İnsanlık, güçlü devletler, savaşma, Dünya egemenliğini eline alma yarışında dur durak bilmedi. SSCB’nin dağılmasından sonra yerine kurulan Rusya Federasyonu yeniden silahlanmaya girişti. Çin Halk Cumhuriyeti teknoloji, Dünya pazarlarına açılan değişik alanlarda başardığı mal ve hizmet üretimleri gerçekleştirdi. Silah üretimi, eğitim alanlarında çok önemli gelişmeler sağladı.

ABD, Batı ülkeleri de silahlanma, Dünya egemenliğini ellerinde tutma yolunda yeni yollar, yöntemler bulma, adımlar atmadan çekinmediler.

Savaşlar durdu gibi oldu, silahlanma, yeni savaş hazırlıkları hız kesmeden ilerledi. Bu dönemin adına “Soğuk Savaş Dönemi” adı kondu.

Rusya Federasyonu-Ukrayna arasında yaşanan savaş, Soğuk savaş Dönemi’nin yeniden başlayacağı tartışmalarını gündeme taşımış bulunmakta.

Yapay zeka savaşları

Günümüzün savaşları, özellikle büyük güçler arasında yaşanacak savaşlar, bundan önce kullanılan tüm savaş araç-gereçlerinin ilerisine geçerek Yapay Zekanın, virüslerin kullanılacağı savaşlar olacak. İnsanlık çok ölümcül, korkunç yıkımlara neden olacak savaşlarla karşılaşacak.

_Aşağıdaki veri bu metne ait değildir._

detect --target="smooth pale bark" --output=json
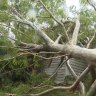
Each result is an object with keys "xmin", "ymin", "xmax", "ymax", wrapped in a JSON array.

Günümüzün savaşlarının, hele Dünya’nın en güçlü ülkeleri arasında yaşanacak savaşların, insanlık için çok ölümcül bedeller ödenecek yıkımlar getireceğini kestirebilmek çok önemli uzmanlık gerektirecek bir iş değil.

Böyle bir savaşın Yerküre’de etkilemediği insan kalmaz. Savaş alanlarında ölmenin ötesinde ekonomik olarak, çevreye vereceği zararlardan etkilenenler, ruhsal yönden acılar çeken insanlar

Savaşların bedeli

Savaşların bedellerini “savaşları çıkaranlar” değil, “suçsuz insan yığınları” öderler. İnsanlık tarihi boyunca bu gerçeklik hiç değişmemiş. Savaşları çıkaranlar silah satışları yoluyla büyük vurgunlar vururken, yoksul, bilinçsiz geni halk yığınları ortaya çıkan zararları öderler. Geniş halk yığınları arasında en çok bedel ödeyen toplum kesimi kadınlar, çocuklardır.

Savaşsız bir dünya kurulması için savaş çıkaranlar, savaşların olmasından yararlananlar çaba harcamayacaklar. Savaşlardan zarar gören, bedellerini ödeyen geniş halk yığınlarının karşı durması gerekmektedir. Dünya barışının anahtarı, insanlığın geniş yoksul kesimlerinin ellerindir.